O recurso tentava derrubar decisão favorável a Abrasce, que questionou a Lei que concedia isenção da taxa de estacionamento em shoppings para quem comprovasse despesas de dez vezes o valor da taxa ou a permanência gratuita por até 30 minutos.
12/07/2017 11h32 - Actualizado 12/07/2017 15h36
foto: reproducción

Os desembargadores rejeitaram nesta terça-feira (11), por unanimidade de votos, os embargos de declaração apresentados pela Câmara Municipal de Manaus (CMM) en ningún caso 0006628-61.2016.8.04.0000, tendo como embargada a Associação Brasileira de Shopping Centers (Abrasce).
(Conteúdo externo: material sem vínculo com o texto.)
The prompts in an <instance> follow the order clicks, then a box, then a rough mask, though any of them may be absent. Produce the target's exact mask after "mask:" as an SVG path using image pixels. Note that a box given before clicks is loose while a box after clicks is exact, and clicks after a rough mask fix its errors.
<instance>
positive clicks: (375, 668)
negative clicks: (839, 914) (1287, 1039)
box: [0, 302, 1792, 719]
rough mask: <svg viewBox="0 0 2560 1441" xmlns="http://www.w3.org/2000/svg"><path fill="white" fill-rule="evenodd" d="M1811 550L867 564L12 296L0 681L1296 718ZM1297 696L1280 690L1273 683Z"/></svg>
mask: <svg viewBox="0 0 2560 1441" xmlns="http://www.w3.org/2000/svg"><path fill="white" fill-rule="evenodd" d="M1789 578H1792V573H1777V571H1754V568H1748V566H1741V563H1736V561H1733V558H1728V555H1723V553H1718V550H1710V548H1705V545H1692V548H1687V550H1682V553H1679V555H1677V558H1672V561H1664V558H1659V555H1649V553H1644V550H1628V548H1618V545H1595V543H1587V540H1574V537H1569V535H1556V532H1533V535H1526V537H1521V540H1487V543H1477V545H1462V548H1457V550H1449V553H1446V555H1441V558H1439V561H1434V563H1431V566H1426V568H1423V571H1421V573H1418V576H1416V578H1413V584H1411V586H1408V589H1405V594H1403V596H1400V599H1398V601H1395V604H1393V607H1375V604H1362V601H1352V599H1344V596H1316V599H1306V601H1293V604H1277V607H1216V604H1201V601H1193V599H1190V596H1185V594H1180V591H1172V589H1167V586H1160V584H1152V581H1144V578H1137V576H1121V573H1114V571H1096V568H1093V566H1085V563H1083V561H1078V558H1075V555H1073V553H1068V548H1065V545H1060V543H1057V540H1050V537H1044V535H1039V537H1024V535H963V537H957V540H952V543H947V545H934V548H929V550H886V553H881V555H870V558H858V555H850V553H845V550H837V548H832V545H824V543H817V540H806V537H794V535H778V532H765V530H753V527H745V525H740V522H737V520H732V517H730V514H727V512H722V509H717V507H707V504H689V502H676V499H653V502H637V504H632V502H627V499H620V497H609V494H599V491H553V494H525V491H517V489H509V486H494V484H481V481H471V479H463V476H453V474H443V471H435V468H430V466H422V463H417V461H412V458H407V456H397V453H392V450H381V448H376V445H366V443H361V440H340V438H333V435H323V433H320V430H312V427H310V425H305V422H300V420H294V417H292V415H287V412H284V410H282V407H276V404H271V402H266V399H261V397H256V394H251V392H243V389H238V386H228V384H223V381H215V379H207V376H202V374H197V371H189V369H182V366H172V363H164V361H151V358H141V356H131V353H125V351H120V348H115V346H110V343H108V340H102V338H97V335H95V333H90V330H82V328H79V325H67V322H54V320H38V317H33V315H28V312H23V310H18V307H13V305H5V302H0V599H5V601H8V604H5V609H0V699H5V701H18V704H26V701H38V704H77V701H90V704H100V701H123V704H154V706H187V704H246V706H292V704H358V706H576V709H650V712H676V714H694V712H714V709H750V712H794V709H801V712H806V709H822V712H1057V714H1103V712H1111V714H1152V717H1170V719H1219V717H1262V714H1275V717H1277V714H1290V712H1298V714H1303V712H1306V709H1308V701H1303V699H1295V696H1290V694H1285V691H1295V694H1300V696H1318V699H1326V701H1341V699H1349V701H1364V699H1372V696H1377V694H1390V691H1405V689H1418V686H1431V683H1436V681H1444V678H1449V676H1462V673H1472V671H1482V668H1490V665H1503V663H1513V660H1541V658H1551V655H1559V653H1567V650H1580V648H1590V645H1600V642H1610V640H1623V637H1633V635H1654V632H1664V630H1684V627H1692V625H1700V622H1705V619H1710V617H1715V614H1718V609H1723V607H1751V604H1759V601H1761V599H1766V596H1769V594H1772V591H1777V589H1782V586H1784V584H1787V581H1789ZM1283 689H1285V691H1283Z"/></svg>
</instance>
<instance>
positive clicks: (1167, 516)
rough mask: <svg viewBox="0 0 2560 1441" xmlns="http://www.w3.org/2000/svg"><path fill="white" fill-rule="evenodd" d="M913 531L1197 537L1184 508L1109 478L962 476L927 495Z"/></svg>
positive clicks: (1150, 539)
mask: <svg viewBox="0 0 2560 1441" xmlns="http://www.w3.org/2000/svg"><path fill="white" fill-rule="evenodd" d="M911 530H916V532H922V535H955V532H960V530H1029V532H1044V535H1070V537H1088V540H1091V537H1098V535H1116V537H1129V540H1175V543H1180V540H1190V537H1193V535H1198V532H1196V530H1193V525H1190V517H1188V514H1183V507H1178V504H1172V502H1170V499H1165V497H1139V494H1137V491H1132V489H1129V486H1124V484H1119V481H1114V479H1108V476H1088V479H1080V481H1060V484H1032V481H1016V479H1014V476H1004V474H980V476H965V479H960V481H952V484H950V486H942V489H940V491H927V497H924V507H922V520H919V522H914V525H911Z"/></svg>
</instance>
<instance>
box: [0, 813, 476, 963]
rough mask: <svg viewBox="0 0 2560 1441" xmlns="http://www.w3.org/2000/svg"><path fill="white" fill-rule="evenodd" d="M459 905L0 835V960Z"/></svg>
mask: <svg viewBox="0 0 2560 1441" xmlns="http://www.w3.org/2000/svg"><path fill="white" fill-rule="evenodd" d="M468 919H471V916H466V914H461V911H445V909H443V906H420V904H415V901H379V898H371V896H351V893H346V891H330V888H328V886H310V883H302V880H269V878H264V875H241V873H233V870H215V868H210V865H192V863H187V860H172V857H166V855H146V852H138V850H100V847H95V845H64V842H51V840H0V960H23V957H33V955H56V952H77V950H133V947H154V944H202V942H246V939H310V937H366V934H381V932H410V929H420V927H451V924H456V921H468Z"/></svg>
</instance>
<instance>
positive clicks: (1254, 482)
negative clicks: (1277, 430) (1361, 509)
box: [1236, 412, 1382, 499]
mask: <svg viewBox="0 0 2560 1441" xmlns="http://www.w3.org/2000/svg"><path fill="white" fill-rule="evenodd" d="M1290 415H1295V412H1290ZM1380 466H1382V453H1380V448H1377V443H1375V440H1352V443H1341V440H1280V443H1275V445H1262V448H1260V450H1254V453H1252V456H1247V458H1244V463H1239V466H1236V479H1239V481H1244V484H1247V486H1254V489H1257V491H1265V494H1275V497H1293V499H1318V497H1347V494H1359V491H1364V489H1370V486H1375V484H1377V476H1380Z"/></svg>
A entidade obteve decisão favorável em Ação Direta de Inconstitucionalidade ao questionar a Lei Municipal nº 417/2015, que concedia isenção da taxa de estacionamento em shoppings de Manaus para quem comprovasse despesas de dez vezes o valor da taxa ou a permanência gratuita por até 30 minutos no local.

Os embargos foram rejeitados, segundo o voto do relator, Wellington juez José de Araújo, onde avaliou que o “acórdão embargado apresenta fundamentação suficiente para se concluir que a Lei Municipal nº 417/2015 disciplina matéria de Direito Civil, cuja competência legislativa é privativa da União”.

Además de esto, o relator considerou que esta premissa prejudica qualquer fundamento de constitucionalidade baseado no exercício da competência legislativa do município no âmbito do interesse localo órgão alega ser de Direito do Consumidor -, entre outros argumentos que levaram ao improvimento do recurso.